Tuesday, May 22, 7:30pm, free
The Change You Want to See Gallery and Convergence Stage
84 Havemeyer St, Store Front, Brooklyn NY 11211
Recent presentations at The Change You Want to See have looked at “A Dirty Secret”, the world of trash. A world that, while hidden from sight, represents the defining factor fueling the capitalist drive to escape the old and replace it with the new.
The concept of “something hidden” that has latent power to propel a movement forward was again investigated with a presentation that looked into the world of dreams that advertisers sell to us in marketing campaigns, and re-imagined them as sites that could be inverted for the purpose of inspiring a new progressive politics.
The upcoming presentation continues this trajectory with a look at the works of Kristiina Lahde and Adia Millett. We will explore examples of the ways that both artists are able to make evident hidden openings within the illusive architectures that structure and define shared assumptions about the world, and reveal them as yet-to-be occupied empty places of power.
“I tend to illuminate subtle limitations and more overt exclusions.”
Adia Millett’s work invests everyday objects with an unsettling, undefined significance. Using installation, sculpture, and photography, she constructs and documents small, interior, domestic spaces that, even when utterly unrecognizable, nonetheless somehow play on the viewer’s memory. “I investigate our innate desire to define objects, people, and ideas that are, In fact, not present,” she says. “Each dollhouse functions as an imaginary home containing a myriad of objects, but no visible inhabitants. The dwellings, and the objects they contain, insinuate a large range of potential narratives into an otherwise straightforward voyeurism.”
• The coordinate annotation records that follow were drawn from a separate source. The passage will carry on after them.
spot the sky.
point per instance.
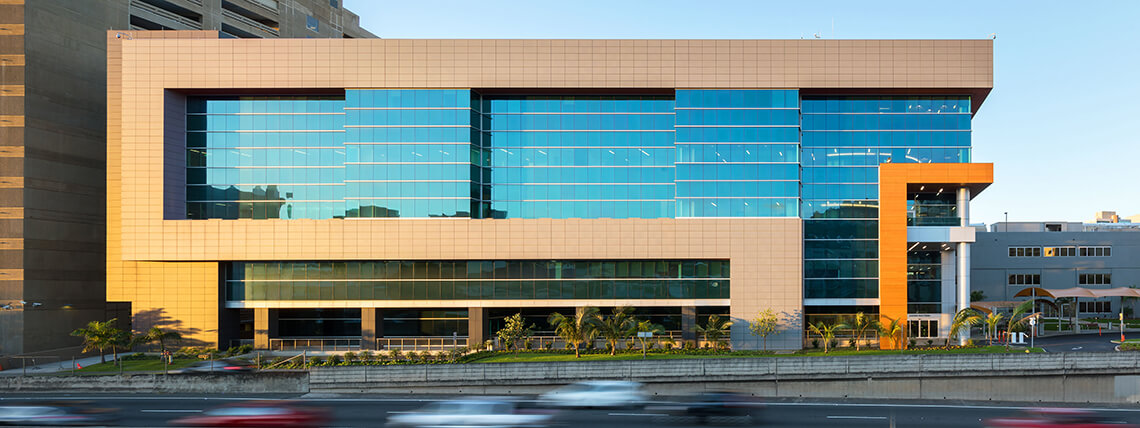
(1063, 139)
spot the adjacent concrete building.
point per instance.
(53, 144)
(369, 193)
(1014, 256)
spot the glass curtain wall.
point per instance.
(478, 280)
(579, 156)
(265, 158)
(738, 153)
(409, 153)
(844, 142)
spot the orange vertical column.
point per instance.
(893, 248)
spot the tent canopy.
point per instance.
(1076, 291)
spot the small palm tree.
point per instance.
(893, 330)
(617, 326)
(992, 321)
(963, 320)
(714, 330)
(824, 331)
(99, 336)
(650, 328)
(156, 334)
(1017, 317)
(576, 330)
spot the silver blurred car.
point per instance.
(596, 394)
(472, 413)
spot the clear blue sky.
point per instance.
(1060, 126)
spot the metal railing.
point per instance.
(421, 344)
(315, 344)
(167, 15)
(238, 17)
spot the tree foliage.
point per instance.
(578, 329)
(764, 324)
(514, 330)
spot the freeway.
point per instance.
(1089, 342)
(372, 411)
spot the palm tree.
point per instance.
(617, 326)
(648, 326)
(99, 336)
(576, 330)
(963, 320)
(992, 322)
(824, 331)
(1017, 317)
(714, 330)
(156, 334)
(893, 330)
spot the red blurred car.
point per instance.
(1052, 418)
(257, 414)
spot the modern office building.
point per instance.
(1012, 257)
(53, 145)
(368, 191)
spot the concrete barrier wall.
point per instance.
(700, 370)
(1075, 378)
(187, 384)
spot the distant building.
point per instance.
(53, 143)
(1014, 256)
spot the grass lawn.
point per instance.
(132, 365)
(537, 357)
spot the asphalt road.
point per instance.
(1091, 342)
(372, 411)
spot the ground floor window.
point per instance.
(921, 329)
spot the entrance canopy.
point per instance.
(1076, 291)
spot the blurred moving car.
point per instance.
(1051, 418)
(217, 366)
(56, 416)
(257, 414)
(596, 394)
(472, 413)
(711, 404)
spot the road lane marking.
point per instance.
(638, 414)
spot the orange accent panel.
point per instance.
(893, 182)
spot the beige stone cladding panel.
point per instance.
(181, 297)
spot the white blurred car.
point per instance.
(471, 413)
(596, 394)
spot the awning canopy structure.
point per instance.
(1076, 291)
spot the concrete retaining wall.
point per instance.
(1079, 378)
(1073, 378)
(188, 384)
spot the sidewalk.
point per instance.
(45, 365)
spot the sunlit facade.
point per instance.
(376, 204)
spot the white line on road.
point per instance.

She crafts large room size installations as well as miniature dollhouses from which a limited series of art photographs have developed. The concepts behind Millett’s sculptures are further elaborated through such materials as needlepoint and cross-stitch work. Her work is part of such collections as the Studio Museum in Harlem, The Norton Family Foundation and the SEI collection. Additionally, her work has been shown in London and throughout the United States.
Kristiina Lahde, is a Toronto-based artist and conservator who has spent most of her production time contemplating various systems of measurement or containment. A system of measurement is a system of control, a way that we can know the world. The question that Lahde poses pertaining to these systems, indeed as it relates to all of her produced collections, be they shirts, rulers, zeros or post-it notes, ultimately troubles the authority with which people entrust the actual systems to which her works refer.
The critical edge of Lahde’s work operates by way of implication. Her sensibility is much more subtle than outright satire, her use of irony more emergent than overt. Lahde has not only turned the lens back onto her own desires in terms of reflecting on the underlying levels of enjoyment in her work, she has made these methods of control, the very means of containment, the subject of her work. In effect, she has become the conservator that remarks on the underlying, often prescriptive, desires that actually mark her presence as an individual.
Ultimately, this is where Lahde locates her poetics; a subtle disturbance of that which we take for granted. In so doing her objects may help to make us mindful of the ways in which a collection directs our attention and channels our energies.